Source: https://cli.nylas.com/guides/email-address-validation-cli

# Validate Email Addresses from the CLI

Validate an email address from the terminal before you send. Combine an RFC 5322 syntax check with a dig MX DNS lookup to reject malformed addresses and dead domains, then hand only deliverable recipients to nylas email send so bad addresses never become hard bounces.

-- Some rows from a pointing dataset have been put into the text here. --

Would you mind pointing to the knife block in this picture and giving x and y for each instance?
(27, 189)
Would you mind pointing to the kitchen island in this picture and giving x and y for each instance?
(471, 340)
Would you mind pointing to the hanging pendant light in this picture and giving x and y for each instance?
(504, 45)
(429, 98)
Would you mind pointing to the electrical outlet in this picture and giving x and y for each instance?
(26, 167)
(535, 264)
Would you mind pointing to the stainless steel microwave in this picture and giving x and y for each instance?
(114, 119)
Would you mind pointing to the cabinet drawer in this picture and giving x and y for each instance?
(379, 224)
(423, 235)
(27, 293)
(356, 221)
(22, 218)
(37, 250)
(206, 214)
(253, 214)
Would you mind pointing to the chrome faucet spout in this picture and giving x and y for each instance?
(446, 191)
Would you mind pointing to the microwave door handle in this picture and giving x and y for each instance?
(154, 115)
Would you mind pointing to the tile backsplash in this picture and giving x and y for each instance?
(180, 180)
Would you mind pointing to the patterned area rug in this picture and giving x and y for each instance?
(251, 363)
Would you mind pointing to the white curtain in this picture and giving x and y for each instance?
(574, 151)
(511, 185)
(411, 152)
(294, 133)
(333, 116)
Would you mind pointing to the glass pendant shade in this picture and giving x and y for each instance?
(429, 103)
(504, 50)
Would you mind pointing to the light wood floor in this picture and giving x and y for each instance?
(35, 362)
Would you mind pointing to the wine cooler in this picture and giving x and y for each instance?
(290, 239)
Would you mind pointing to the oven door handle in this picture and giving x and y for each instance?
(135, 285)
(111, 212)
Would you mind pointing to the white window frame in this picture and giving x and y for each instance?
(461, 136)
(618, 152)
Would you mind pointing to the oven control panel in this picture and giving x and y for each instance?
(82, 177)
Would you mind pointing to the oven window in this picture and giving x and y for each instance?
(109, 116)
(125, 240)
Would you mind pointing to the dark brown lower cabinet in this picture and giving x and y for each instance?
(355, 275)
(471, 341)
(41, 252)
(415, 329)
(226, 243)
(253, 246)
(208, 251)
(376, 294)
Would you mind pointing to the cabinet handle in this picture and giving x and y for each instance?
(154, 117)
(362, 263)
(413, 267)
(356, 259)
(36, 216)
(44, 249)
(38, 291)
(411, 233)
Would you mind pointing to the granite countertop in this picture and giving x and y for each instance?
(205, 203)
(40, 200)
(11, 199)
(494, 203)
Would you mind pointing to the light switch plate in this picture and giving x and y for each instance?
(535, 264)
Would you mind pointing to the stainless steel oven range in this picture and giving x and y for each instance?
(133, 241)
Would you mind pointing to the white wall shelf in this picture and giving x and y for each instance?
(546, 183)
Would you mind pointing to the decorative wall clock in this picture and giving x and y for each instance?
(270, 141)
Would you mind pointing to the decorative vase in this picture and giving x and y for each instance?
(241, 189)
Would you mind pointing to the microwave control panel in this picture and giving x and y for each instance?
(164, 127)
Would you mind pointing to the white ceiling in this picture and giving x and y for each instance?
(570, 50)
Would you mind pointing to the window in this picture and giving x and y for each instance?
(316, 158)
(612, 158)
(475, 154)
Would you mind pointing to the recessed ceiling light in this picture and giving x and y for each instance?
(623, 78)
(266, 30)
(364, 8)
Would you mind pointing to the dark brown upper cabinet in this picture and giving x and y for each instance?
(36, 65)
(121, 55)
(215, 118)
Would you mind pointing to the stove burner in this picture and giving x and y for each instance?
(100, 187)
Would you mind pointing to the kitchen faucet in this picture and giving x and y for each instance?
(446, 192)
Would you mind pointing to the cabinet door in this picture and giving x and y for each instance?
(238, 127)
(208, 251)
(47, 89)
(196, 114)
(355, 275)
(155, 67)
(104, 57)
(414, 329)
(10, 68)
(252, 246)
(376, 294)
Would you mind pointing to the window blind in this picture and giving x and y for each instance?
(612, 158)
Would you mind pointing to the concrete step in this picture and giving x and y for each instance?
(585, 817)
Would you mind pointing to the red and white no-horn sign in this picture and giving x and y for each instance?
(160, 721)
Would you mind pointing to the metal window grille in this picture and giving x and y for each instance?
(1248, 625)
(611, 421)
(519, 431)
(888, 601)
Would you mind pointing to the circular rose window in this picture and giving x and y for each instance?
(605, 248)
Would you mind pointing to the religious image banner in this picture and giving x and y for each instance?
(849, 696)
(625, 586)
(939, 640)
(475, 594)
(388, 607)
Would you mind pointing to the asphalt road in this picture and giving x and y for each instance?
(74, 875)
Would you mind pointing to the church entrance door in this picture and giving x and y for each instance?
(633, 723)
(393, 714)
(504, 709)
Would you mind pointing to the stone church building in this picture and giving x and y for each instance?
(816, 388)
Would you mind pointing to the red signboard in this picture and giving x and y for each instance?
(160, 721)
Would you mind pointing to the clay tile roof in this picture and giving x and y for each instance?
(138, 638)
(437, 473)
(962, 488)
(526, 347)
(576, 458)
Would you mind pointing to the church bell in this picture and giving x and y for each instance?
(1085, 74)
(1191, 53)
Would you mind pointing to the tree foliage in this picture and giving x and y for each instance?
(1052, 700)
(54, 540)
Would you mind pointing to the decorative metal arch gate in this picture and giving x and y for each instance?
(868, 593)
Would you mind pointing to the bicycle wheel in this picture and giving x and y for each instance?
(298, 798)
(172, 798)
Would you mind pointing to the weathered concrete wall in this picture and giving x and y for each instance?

Written by [Qasim Muhammad](https://cli.nylas.com/authors/qasim-muhammad) Staff SRE

Updated June 9, 2026

> **TL;DR:** Validate an address in two cheap steps before you send: a regex syntax check against the `RFC 5322` shape, then a `dig MX` lookup that proves the domain can actually receive mail. Only the survivors reach `nylas email send`. There's one check most people skip that catches the costliest bounces — it's the last section.

## What does it mean to validate an email address?

Validating an email address means proving two things before you send: that the string matches the `RFC 5322` address grammar, and that its domain can accept mail — normally via an MX record, though RFC 5321 falls back to the domain's A/AAAA record when none is published. Syntax alone is not enough — a perfectly shaped address at a dead domain still bounces.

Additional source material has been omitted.